Email Security Controls: Layers Matter
Deploy SPF, DKIM, and DMARC on your domains. Use an email security gateway that scans links and attachments in real time. Enable safe link policies that rewrite URLs and check them at click time, not just at delivery. Quarantine emails from newly registered domains. These technical controls won't stop everything, but they'll eliminate the low-effort attacks and buy your people time to focus on the sophisticated ones.
Zero Trust Architecture
A zero trust approach assumes that any user or device could be compromised at any time. Instead of granting broad access after a single login, zero trust verifies every request, limits lateral movement, and enforces least-privilege access. If a phishing attack compromises one account, zero trust principles limit the blast radius. NIST's Zero Trust Architecture publication (SP 800-207) is the foundational reference.

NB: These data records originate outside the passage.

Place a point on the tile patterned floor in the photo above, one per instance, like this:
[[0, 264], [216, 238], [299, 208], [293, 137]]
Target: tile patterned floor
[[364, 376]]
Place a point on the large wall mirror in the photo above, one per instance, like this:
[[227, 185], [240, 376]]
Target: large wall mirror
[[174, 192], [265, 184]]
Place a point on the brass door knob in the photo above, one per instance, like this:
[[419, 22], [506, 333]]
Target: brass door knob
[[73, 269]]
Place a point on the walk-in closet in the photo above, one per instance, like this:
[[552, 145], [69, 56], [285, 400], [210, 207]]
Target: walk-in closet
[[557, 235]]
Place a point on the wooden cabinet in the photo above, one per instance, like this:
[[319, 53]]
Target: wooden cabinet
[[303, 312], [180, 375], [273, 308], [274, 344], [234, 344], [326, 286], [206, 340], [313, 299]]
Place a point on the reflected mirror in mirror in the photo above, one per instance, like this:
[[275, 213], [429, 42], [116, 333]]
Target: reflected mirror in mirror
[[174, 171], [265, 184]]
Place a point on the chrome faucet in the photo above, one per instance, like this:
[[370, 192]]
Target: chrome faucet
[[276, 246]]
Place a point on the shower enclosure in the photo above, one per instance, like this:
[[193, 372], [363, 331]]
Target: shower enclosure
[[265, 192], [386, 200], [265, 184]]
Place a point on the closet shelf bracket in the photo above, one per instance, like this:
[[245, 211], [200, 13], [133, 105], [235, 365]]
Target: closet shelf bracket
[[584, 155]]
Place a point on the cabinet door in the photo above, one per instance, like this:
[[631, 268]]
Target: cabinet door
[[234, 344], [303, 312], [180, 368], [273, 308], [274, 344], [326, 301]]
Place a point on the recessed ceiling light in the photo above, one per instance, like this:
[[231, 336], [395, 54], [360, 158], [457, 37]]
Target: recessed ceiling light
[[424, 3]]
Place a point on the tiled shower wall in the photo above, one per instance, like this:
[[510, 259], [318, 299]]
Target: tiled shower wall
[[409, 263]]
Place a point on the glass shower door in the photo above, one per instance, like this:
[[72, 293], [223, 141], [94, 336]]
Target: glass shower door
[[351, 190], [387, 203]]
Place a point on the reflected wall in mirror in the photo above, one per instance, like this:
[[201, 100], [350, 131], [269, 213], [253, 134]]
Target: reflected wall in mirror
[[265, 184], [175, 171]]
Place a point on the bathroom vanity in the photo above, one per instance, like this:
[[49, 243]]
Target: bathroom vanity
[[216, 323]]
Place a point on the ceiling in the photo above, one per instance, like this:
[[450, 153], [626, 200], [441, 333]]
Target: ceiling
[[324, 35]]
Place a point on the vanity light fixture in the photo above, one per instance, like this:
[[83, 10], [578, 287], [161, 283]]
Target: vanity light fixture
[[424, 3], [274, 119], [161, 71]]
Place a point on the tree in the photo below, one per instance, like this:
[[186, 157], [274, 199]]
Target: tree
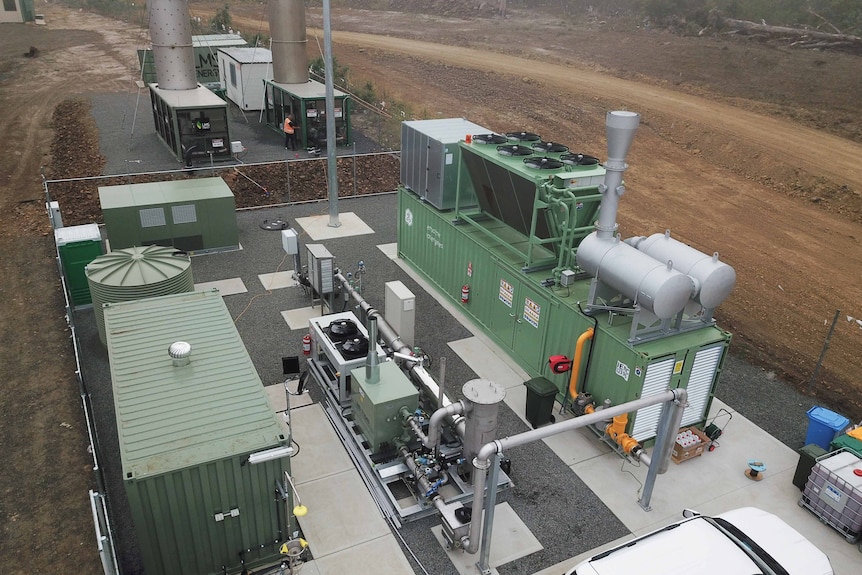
[[221, 21]]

Security Awareness Training That Sticks
The best defense against phishing scams is a workforce that knows what to look for and has practiced responding. Not a one-time compliance checkbox — ongoing training that evolves with the threat landscape. Our cybersecurity awareness training program covers phishing, social engineering, credential theft, ransomware, and more in a format that actually engages employees.
In my experience, the organizations that get breached aren't the ones that lack firewalls. They're the ones that underinvest in their people.
What Should You Do If You Fall for a Phishing Scam?
Speed matters. Here's the response sequence I recommend:
- Disconnect. If you clicked a link or opened an attachment on a work device, disconnect from the network immediately. Don't shut down the machine — your incident response team may need forensic artifacts from memory.
- Report it. Contact your IT or security team right away. Forward the phishing email as an attachment (not inline) so they can analyze headers and links. If your organization has a phishing report button in the email client, use it.
- Change credentials. If you entered your username and password anywhere, change them immediately — and change them on any other site where you used the same password. This is why password reuse is so dangerous.
- Monitor accounts. Watch for unauthorized access, unusual logins, or changes to account settings. Enable login alerts where available.
- File a report. For significant incidents, report to the FBI's Internet Crime Complaint Center (IC3) and to CISA. Your reports help law enforcement track campaigns and warn other potential victims.
The worst thing you can do is stay silent. Every minute an attacker has undetected access, the damage compounds.
Phishing Is an Evolving Arms Race
Threat actors aren't standing still. In 2022, we're seeing a surge in adversary-in-the-middle (AiTM) phishing attacks that can intercept session tokens and bypass even MFA. We're seeing phishing kits sold as a service on underground forums for a few hundred dollars. We're seeing attackers use legitimate cloud services — Google Docs, SharePoint, OneDrive — to host phishing content, making it harder for email filters to block.
The Verizon DBIR has tracked phishing as a top attack vector for years running. That won't change in 2023. What can change is how prepared your organization is to detect, resist, and respond to it.
The Bottom Line on Phishing Scams
So, what is a phishing scam? It's the most reliable, scalable, and profitable attack method in a threat actor's playbook. It bypasses your technology by targeting your people. It costs organizations billions every year. And it's completely preventable — with the right combination of technical controls, security awareness training, and a culture that treats phishing reports as valuable intelligence rather than embarrassing mistakes.
Start with MFA. Run phishing simulations. Train your people consistently. Build layered email defenses. Adopt zero trust principles. These aren't aspirational goals — they're table stakes in 2022.
Your employees are either your biggest vulnerability or your strongest defense. The difference is whether you invest in preparing them before the next phishing email lands.